For the second time since it announced its HealthKit plans, Apple has made a mistake related to blood glucose measurement units. Last week the company pulled the glucose tracking feature out of its Health app for users in some countries where glucose is tracked in millimoles per liter (mmol/L) and not milligrams per deciliter (mg/dL) like they are in the US.
"If you measure your blood glucose using a device that displays mmol/L, those values can't be manually entered or displayed in the Health app with that unit of measurement," Apple wrote in its support forum a few days ago. "To prevent confusion in countries where mmol/L is commonly used, we'll soon release a software update that will temporarily remove the ability to manually enter and view blood glucose values in the Health app while we work on an update to support both units of measurement."

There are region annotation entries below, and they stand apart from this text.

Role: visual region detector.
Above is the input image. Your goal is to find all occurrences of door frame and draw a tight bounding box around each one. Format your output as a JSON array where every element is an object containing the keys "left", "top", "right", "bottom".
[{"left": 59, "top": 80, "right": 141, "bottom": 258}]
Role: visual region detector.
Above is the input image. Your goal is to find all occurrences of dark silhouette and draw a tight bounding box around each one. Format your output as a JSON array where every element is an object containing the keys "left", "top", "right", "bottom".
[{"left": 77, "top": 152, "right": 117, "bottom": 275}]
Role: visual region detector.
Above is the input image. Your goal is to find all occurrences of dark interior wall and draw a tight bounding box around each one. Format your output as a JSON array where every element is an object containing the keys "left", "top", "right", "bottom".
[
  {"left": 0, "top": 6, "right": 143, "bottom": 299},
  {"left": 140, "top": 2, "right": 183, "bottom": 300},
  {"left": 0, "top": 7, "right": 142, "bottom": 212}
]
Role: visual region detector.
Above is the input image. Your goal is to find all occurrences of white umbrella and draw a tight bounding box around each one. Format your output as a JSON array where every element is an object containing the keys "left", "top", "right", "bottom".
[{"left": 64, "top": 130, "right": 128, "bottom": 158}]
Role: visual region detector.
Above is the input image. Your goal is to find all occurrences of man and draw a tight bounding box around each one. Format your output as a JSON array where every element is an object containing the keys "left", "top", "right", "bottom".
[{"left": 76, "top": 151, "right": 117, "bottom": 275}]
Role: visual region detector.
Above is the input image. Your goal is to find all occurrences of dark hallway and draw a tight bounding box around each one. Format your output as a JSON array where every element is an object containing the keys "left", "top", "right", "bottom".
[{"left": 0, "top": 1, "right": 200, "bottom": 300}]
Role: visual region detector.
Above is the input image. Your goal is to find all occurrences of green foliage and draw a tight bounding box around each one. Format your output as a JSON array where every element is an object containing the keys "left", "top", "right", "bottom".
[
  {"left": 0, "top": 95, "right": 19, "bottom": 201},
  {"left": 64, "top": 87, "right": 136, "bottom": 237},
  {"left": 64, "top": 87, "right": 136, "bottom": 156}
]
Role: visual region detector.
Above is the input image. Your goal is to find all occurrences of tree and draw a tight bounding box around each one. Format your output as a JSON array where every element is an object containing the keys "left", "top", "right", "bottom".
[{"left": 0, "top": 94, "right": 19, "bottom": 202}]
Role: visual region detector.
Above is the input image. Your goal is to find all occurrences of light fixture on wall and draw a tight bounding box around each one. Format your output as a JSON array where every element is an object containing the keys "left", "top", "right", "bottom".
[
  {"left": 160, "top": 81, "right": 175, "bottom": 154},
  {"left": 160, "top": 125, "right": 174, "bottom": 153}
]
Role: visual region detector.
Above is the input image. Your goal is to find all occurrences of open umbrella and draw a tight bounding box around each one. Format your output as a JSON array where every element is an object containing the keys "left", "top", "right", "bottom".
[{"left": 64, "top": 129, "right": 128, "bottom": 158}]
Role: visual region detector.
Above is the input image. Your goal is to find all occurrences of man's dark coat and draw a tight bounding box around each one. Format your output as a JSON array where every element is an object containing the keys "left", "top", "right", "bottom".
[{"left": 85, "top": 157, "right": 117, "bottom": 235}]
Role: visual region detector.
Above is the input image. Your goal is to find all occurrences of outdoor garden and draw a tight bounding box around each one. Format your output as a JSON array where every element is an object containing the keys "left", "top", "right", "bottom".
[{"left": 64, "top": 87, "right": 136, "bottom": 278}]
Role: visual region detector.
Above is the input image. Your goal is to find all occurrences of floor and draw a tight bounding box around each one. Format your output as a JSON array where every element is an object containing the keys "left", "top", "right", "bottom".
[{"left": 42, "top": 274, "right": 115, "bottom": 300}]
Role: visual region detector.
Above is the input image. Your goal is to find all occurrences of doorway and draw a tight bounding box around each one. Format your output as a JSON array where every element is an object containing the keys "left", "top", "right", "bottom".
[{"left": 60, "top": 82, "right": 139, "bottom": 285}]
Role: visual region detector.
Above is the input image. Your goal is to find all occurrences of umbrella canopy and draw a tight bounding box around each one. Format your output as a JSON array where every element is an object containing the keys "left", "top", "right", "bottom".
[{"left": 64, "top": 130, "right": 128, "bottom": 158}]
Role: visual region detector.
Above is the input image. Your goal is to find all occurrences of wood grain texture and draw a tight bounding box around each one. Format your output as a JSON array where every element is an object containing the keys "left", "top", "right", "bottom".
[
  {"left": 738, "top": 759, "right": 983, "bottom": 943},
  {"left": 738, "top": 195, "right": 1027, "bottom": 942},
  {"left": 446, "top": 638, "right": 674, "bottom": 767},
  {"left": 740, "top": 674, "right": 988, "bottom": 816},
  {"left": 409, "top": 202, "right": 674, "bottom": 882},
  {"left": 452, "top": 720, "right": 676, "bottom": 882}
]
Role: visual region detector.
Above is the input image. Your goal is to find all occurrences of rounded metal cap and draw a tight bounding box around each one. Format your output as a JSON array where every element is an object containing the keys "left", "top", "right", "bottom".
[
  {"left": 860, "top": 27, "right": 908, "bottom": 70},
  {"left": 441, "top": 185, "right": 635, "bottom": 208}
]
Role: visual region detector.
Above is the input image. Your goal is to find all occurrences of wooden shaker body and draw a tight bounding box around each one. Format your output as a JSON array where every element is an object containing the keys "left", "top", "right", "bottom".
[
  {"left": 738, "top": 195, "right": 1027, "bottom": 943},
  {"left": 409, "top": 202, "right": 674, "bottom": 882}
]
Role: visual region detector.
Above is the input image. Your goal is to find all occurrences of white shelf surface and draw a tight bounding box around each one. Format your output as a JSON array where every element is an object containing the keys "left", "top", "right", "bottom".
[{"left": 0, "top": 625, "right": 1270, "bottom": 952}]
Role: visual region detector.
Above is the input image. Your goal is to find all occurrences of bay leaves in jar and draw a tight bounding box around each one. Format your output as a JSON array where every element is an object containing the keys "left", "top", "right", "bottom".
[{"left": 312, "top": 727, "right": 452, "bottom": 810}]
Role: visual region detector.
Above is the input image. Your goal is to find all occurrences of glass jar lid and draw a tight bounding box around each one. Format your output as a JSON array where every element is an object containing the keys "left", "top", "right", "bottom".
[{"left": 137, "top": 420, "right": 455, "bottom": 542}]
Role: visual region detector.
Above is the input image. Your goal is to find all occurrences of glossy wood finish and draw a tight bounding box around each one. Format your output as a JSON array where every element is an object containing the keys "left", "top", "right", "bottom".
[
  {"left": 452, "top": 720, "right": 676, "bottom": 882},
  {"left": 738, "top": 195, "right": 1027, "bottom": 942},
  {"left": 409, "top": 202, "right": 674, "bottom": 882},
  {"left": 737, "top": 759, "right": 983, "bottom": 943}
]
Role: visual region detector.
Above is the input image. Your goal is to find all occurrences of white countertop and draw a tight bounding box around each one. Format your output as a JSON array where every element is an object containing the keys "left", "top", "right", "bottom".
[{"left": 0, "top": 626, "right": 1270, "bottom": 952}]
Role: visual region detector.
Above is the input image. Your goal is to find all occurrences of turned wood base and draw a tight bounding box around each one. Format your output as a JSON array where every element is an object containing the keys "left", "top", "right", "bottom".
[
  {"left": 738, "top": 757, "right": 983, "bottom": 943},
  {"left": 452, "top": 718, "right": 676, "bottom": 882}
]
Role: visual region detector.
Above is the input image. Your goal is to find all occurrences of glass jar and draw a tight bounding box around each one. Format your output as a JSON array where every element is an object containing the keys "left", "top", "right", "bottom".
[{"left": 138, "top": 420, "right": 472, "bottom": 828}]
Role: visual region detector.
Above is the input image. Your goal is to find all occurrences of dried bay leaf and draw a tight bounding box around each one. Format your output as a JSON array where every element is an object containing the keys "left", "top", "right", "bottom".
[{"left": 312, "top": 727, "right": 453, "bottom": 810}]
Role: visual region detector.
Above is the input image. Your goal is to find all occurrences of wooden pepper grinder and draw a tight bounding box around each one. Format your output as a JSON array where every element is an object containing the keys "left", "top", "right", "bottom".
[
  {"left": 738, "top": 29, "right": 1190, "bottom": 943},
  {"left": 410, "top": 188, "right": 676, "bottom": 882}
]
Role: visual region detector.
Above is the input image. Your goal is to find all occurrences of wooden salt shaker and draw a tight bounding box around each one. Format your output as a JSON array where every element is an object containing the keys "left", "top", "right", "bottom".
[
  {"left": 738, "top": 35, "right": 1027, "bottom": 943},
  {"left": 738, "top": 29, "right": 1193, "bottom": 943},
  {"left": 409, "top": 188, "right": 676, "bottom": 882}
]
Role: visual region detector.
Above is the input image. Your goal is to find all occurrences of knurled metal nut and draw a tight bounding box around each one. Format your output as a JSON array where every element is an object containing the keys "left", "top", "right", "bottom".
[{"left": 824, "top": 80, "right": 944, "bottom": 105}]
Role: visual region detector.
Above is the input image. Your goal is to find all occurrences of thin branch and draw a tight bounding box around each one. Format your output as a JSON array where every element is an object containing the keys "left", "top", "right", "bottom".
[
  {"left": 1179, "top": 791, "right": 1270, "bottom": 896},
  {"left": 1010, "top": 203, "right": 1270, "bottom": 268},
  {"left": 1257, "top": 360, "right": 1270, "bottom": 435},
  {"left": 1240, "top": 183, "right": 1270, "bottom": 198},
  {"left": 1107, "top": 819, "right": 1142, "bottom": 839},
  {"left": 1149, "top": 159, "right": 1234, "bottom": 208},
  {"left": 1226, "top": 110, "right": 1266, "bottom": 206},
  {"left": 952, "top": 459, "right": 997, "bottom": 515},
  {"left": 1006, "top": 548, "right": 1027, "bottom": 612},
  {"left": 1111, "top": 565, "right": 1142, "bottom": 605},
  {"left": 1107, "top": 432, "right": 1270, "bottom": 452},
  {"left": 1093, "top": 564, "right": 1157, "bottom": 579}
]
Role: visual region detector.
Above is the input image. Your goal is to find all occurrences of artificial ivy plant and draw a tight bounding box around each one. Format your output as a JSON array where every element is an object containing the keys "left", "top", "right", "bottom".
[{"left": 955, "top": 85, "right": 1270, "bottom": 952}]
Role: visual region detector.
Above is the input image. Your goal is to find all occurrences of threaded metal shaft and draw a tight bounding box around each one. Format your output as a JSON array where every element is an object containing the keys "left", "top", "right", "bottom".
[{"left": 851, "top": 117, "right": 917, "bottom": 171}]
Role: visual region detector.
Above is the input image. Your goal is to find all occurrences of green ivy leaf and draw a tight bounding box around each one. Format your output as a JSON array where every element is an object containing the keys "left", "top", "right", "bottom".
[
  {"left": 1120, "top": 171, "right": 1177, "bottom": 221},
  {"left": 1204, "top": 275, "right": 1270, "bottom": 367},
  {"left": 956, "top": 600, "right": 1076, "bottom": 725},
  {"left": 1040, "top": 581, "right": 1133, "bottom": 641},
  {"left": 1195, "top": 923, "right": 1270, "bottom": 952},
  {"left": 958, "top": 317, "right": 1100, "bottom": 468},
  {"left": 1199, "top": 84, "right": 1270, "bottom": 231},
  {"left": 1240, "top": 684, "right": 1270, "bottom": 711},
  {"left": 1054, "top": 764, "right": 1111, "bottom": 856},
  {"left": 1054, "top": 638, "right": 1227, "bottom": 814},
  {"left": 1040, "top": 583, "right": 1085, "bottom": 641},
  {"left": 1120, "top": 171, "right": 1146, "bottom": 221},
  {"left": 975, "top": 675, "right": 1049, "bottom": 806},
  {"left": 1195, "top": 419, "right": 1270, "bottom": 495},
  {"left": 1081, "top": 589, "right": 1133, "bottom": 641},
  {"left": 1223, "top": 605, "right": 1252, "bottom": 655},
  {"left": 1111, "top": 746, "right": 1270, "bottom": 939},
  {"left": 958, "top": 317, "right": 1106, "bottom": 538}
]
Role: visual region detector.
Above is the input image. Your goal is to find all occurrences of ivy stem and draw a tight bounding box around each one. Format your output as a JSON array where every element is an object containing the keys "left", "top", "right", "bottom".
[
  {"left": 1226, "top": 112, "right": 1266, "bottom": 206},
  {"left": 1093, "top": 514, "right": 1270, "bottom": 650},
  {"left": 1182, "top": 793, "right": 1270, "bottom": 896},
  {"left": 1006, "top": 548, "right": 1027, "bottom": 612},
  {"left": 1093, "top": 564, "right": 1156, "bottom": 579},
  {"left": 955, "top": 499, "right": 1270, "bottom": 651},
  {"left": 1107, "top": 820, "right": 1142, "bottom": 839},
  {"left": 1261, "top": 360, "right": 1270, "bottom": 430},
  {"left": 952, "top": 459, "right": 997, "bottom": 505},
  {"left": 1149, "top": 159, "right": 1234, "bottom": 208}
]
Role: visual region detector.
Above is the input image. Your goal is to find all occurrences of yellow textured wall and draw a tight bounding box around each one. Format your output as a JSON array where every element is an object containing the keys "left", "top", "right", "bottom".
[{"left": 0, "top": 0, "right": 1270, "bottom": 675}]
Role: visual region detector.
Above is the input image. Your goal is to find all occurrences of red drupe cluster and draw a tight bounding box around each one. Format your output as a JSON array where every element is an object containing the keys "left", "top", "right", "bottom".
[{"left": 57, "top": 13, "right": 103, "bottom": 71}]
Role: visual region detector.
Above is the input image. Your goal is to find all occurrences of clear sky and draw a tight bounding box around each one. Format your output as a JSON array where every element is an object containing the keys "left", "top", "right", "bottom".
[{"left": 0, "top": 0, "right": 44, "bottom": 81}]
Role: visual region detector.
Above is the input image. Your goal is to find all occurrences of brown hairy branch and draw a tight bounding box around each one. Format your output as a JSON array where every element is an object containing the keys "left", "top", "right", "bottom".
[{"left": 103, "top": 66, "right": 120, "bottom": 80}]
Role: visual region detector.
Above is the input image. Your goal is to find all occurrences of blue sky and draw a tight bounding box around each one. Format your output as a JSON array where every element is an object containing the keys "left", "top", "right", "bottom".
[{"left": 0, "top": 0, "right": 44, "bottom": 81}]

Apple continued: "If you have previously entered values manually in the Health app, you'll no longer see this data in the Health app after the update. However, your data won't be deleted, and other apps with permission to read health data will still have access to blood glucose values that you previously entered."
During its presentation at WWDC earlier this year, Apple -- or its partner Epic Systems -- had a typo in its slide about glucose tracking.
As we reported at the time: Rock Health published a blog post reaction to HealthKit written by the sharp-eyed Aaron Rowe, research director at Integrated Plasmonics, who noticed that one of the slides Apple presented during the event had the wrong measurement units for blood glucose monitoring. The slide (pictured at the bottom of this post) listed them as mL/dL, while the correct units are mg/dL. The error was actually part of a screenshot of Epic’s MyChart app so it may have been Epic’s mistake, but it was part of an Apple executive’s presentation. For a company long known for its attention to detail, not a great indicator for how deep Apple’s medical bench is.
A typo on a slide at a major launch event is embarrassing. But an error like Apple's most recent one, where patients with diabetes in countries like Australia or the UK may be relying on their health apps for an accurate number -- one that will likely affect dietary decisions they make -- has much higher stakes.